Restoring regulatory T-cell dysfunction in Alzheimer's disease through ex vivo expansion

Alireza Faridar; Aaron D Thome; Weihua Zhao; Jason R Thonhoff; David R Beers; Belen Pascual; Joseph C Masdeu; Stanley H Appel

doi:10.1093/braincomms/fcaa112

Restoring regulatory T-cell dysfunction in Alzheimer's disease through ex vivo expansion

Brain Commun. 2020 Jul 20;2(2):fcaa112. doi: 10.1093/braincomms/fcaa112. eCollection 2020.

Authors

Alireza Faridar¹, Aaron D Thome¹, Weihua Zhao¹, Jason R Thonhoff¹, David R Beers¹, Belen Pascual¹, Joseph C Masdeu¹, Stanley H Appel¹

Affiliation

¹ Stanley H. Appel Department of Neurology, Houston Methodist Neurological Institute, Houston, TX 77030, USA.

Abstract

Inflammation is a significant component of Alzheimer's disease pathology. While neuroprotective microglia are important for containment/clearance of Amyloid plaques and maintaining neuronal survival, Alzheimer inflammatory microglia may play a detrimental role by eliciting tau pathogenesis and accelerating neurotoxicity. Regulatory T cells have been shown to suppress microglia-mediated inflammation. However, the role of regulatory T cells in ameliorating the proinflammatory immune response in Alzheimer's disease requires further investigation.
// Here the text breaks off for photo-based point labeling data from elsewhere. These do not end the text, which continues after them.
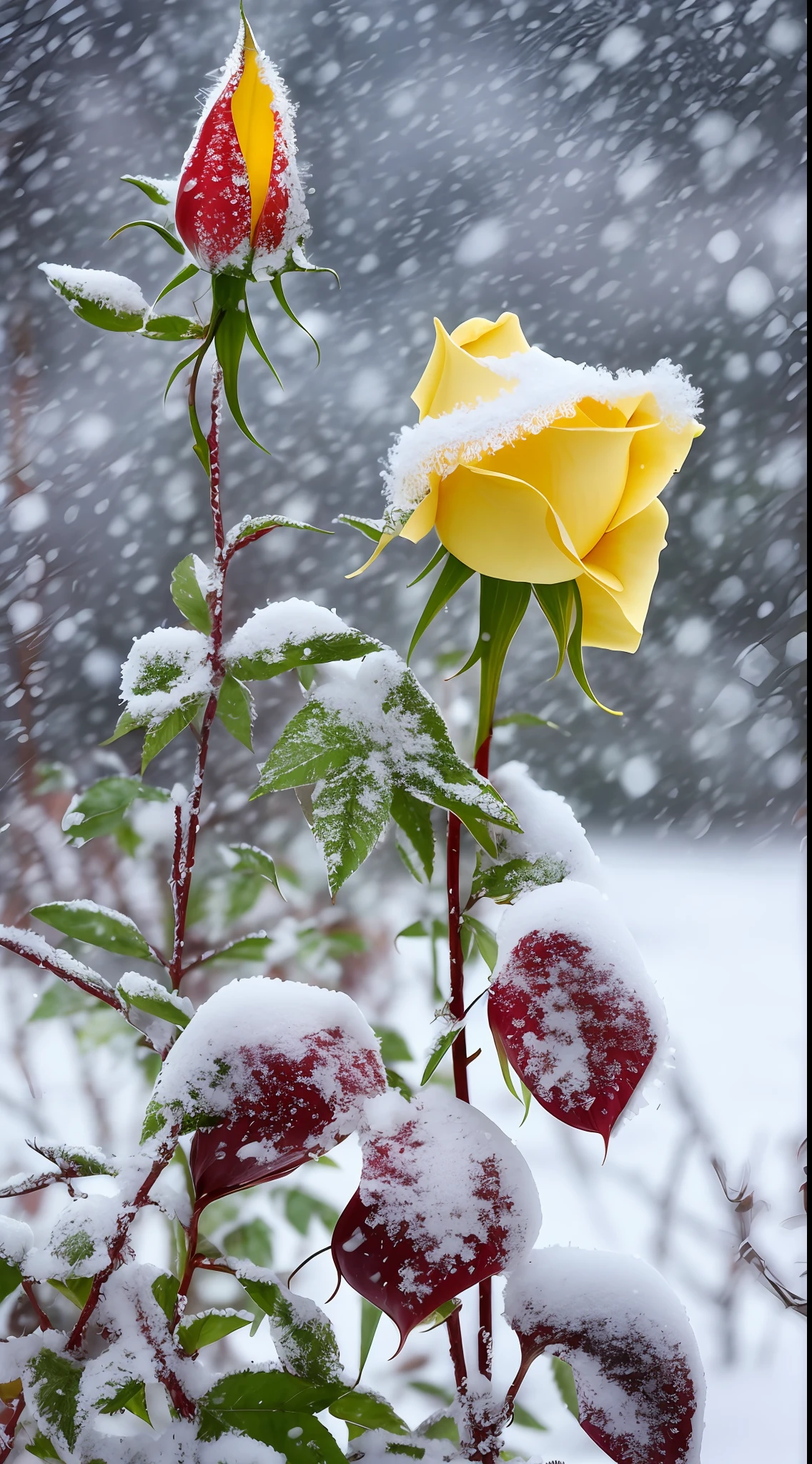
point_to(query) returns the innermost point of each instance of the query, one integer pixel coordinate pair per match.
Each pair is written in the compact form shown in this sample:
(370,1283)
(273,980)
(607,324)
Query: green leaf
(234,709)
(159,191)
(415,817)
(157,1000)
(54,1383)
(173,328)
(271,1408)
(246,948)
(208,1327)
(485,940)
(438,1052)
(556,602)
(157,229)
(131,1395)
(575,655)
(43,1448)
(392,1046)
(76,1289)
(303,651)
(88,295)
(254,1242)
(565,1383)
(302,1208)
(452,577)
(188,595)
(188,272)
(302,1334)
(370,528)
(164,1290)
(11,1277)
(527,1419)
(507,881)
(160,737)
(251,860)
(96,926)
(367,1410)
(247,528)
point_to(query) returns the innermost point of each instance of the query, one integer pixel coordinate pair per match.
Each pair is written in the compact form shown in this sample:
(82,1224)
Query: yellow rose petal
(580,470)
(656,454)
(504,528)
(615,620)
(452,378)
(480,337)
(252,112)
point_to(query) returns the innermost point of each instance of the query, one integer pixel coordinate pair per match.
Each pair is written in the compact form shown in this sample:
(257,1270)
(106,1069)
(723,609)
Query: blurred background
(628,179)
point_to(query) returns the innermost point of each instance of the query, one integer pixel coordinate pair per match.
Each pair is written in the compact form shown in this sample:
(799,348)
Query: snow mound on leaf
(539,390)
(164,671)
(638,1374)
(217,1063)
(450,1177)
(550,829)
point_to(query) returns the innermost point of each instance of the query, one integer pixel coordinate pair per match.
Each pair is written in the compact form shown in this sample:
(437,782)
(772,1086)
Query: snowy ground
(721,929)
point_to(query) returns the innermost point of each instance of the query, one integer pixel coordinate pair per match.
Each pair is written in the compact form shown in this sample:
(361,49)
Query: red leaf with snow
(634,1357)
(573,1006)
(445,1201)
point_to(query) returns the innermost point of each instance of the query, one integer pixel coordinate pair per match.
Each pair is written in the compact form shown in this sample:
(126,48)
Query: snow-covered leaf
(208,1327)
(96,926)
(293,633)
(574,1006)
(186,590)
(635,1365)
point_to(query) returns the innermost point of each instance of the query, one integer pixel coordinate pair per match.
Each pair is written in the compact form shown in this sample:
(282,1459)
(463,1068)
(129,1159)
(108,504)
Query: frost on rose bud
(445,1201)
(239,191)
(635,1363)
(277,1074)
(573,1006)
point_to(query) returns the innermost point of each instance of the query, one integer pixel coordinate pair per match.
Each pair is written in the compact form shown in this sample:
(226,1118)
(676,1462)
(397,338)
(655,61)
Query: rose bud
(275,1071)
(573,1006)
(445,1201)
(240,199)
(635,1365)
(539,470)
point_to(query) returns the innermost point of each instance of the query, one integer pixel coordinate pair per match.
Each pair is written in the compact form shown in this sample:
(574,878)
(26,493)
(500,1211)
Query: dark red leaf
(445,1201)
(573,1006)
(634,1357)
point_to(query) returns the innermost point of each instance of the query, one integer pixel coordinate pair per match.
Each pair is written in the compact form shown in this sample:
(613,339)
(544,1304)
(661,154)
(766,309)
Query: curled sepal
(573,1004)
(109,300)
(635,1365)
(275,1071)
(445,1201)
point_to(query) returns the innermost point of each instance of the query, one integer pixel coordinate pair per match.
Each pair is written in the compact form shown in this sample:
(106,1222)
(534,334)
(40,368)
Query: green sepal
(452,577)
(159,229)
(148,187)
(234,709)
(188,272)
(189,598)
(279,293)
(173,328)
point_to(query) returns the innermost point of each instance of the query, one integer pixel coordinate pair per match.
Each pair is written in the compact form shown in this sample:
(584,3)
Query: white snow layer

Forty-six patients with Alzheimer disease, 42 with mild cognitive impairment and 41 healthy controls were studied. The phenotypes of peripheral regulatory T cells were assessed with multicolour flow cytometry. Regulatory T cells were co-cultured with responder T cells and proliferation was determined by ³H-thymidine incorporation. In separate experiments, regulatory T cells were added to induced pluripotent stem cell-derived pro-inflammatory macrophages and changes in interleukin-6/tumour necrosis-alpha transcripts and protein levels were measured. Freshly isolated regulatory T cells were expanded ex vivo in the presence of CD3/CD28 expander beads, interleukin-2 and rapamycin to promote their suppressive function. We found that the suppressive function of regulatory T cells on responder T-cell proliferation was compromised at the Alzheimer disease stage, compared with mild cognitive impairment and healthy controls. CD25 mean fluorescence intensity in regulatory T-cell population was also reduced in Alzheimer dementia patients. Regulatory T cells did not suppress pro-inflammatory macrophages at baseline. Following ex vivo expansion, regulatory T-cell suppression of responder T-cell proliferation and pro-inflammatory macrophage activation increased in both patients and controls. Expanded regulatory T cells exerted their immunoregulatory function on pro-inflammatory macrophages through a contact-mediated mechanism. In conclusion, regulatory T-cell immunophenotype and function are compromised in Alzheimer's disease. Following ex vivo expansion, the immunomodulatory function of regulatory T cells is enhanced even at advanced stages of Alzheimer's disease. Restoration of regulatory T-cell function could be explored as a means to modulate the inflammatory status of Alzheimer's disease.

Keywords: Alzheimer’s disease; dementia; immune system; inflammation; regulatory T cells.